Imagine paying $40,000 for a car and discovering that some features are missing, there is no warranty, or it does not perform nearly as well as promoted. Consumers would scream.
Degree financing is another problem. I have no sympathy for students who rack up $40,000 of course debt, never show up to lectures or download course material, and whinge about their degree. But the current student loan system reduces the perceived value of education.
Technology and social media is rewiring students’ neurology to expect instant rewards. Some are losing the ability to plan and save, delay their gratification, or think about long-term consequences. They enrol in oversupplied courses, without enough circumspection, because they do not pay for it up front.
What if students had to pay a 10 per cent deposit on their university degree before enrolling? Safeguards could be introduced to protect those from low socio-economic backgrounds who cannot provide $4000 for a $40,000 degree, or to ensure those in dearer degrees, such as medicine, had capped deposit levels.

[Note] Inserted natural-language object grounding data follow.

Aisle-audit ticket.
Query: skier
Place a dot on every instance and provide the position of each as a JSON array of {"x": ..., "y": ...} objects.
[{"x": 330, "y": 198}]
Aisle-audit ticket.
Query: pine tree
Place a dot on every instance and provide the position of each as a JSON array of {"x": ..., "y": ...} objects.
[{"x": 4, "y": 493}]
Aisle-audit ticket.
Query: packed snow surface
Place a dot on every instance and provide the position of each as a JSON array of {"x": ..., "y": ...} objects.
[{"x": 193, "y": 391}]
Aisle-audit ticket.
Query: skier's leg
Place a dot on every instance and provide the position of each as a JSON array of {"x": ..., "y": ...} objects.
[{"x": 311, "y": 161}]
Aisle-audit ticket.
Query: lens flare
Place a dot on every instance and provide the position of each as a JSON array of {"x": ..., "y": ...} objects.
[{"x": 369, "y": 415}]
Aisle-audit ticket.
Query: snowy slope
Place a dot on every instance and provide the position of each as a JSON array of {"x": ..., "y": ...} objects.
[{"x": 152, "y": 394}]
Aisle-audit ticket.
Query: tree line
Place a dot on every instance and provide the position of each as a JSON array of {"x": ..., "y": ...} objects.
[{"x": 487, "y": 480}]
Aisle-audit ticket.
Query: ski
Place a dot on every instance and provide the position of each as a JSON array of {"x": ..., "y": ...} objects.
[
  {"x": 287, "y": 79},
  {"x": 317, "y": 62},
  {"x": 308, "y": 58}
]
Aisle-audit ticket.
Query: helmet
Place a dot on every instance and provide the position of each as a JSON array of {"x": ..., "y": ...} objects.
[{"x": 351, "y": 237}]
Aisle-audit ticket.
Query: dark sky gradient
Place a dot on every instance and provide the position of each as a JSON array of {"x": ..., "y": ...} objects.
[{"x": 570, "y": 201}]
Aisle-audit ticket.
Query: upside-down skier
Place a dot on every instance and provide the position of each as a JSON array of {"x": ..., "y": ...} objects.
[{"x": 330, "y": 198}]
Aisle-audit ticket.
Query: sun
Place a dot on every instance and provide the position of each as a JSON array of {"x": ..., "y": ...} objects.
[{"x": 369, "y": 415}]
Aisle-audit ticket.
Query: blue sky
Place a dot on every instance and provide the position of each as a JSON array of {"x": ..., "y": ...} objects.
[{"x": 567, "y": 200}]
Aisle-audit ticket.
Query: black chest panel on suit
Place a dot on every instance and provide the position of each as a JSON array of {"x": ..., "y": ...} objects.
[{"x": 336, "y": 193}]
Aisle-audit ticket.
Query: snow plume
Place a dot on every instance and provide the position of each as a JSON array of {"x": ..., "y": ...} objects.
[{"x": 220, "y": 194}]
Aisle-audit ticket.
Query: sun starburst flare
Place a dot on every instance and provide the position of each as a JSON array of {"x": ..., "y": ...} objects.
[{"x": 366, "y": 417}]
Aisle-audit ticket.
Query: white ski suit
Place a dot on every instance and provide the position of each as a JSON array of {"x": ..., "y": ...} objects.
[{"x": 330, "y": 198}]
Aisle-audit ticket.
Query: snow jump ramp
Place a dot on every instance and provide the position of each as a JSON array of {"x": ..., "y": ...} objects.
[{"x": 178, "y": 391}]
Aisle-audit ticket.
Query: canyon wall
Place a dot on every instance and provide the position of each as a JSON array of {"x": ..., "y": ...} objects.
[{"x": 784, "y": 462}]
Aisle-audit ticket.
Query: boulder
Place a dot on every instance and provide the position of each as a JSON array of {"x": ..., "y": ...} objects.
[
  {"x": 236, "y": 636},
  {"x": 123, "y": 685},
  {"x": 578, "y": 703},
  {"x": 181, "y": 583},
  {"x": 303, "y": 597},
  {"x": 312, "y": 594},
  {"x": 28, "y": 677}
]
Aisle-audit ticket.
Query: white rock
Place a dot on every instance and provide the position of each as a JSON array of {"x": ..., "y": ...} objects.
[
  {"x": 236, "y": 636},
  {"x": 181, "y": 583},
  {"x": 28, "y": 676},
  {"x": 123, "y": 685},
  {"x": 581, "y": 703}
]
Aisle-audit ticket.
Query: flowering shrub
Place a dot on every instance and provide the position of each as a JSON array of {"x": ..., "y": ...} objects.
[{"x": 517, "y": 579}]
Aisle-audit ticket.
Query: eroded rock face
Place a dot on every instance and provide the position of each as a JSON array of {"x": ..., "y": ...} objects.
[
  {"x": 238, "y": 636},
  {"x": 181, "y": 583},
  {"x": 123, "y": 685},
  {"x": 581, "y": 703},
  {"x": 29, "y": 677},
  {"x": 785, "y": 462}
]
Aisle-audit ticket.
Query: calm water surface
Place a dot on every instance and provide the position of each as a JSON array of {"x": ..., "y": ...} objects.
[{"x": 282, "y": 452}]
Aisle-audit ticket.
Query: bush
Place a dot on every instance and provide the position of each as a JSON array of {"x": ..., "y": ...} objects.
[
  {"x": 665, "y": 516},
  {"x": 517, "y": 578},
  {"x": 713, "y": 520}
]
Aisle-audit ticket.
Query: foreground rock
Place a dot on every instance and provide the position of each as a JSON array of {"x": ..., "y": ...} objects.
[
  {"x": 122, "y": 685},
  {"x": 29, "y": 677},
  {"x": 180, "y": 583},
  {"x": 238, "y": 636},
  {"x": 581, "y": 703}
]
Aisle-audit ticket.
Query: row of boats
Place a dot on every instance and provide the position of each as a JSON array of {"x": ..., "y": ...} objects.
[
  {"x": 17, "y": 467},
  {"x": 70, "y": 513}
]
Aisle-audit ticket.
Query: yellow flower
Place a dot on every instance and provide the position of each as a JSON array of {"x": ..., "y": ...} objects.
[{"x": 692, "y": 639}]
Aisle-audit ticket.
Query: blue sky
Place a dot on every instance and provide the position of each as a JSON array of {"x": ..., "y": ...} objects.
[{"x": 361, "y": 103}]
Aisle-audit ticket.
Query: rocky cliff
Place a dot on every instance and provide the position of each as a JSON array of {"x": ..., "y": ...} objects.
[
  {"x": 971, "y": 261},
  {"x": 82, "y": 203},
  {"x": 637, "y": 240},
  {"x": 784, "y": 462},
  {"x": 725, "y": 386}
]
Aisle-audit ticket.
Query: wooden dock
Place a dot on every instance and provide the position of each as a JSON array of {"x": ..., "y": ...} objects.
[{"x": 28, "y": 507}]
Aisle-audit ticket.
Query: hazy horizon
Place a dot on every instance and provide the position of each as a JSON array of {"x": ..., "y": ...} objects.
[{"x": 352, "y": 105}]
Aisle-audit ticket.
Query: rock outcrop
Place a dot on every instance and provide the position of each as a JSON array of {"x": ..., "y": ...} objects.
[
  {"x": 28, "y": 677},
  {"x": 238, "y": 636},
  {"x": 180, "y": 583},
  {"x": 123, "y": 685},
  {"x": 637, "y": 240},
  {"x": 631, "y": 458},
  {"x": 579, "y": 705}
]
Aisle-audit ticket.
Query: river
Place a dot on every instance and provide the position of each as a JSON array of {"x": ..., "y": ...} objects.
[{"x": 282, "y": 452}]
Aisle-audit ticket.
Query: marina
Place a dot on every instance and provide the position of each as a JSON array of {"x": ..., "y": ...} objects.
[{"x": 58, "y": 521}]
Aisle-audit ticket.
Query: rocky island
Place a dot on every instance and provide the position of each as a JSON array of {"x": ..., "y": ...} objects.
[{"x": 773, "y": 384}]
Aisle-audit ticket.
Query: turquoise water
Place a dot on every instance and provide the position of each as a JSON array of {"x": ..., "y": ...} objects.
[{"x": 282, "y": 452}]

More students might work a year after leaving school instead of travelling overseas, save up the degree deposit and get a grounding in the real world before university. They would pay more attention to the value of their degree and its likely outcomes if they had to stump up $4000.
Studying a little later and gaining more life experience has to help one’s university education. It must be better than students who don’t know what they want to do, signing up to expensive university courses straight after school.
Clearly, the demand side of the university equation is complex. You might ask, what choice do students have if they don’t go to university? Where would they work? Fair questions.
But the real issue is: why has university become the be-all and end-all for too many of the wrong students? Fix that, and degree demand and supply equilibrium will slowly start to improve.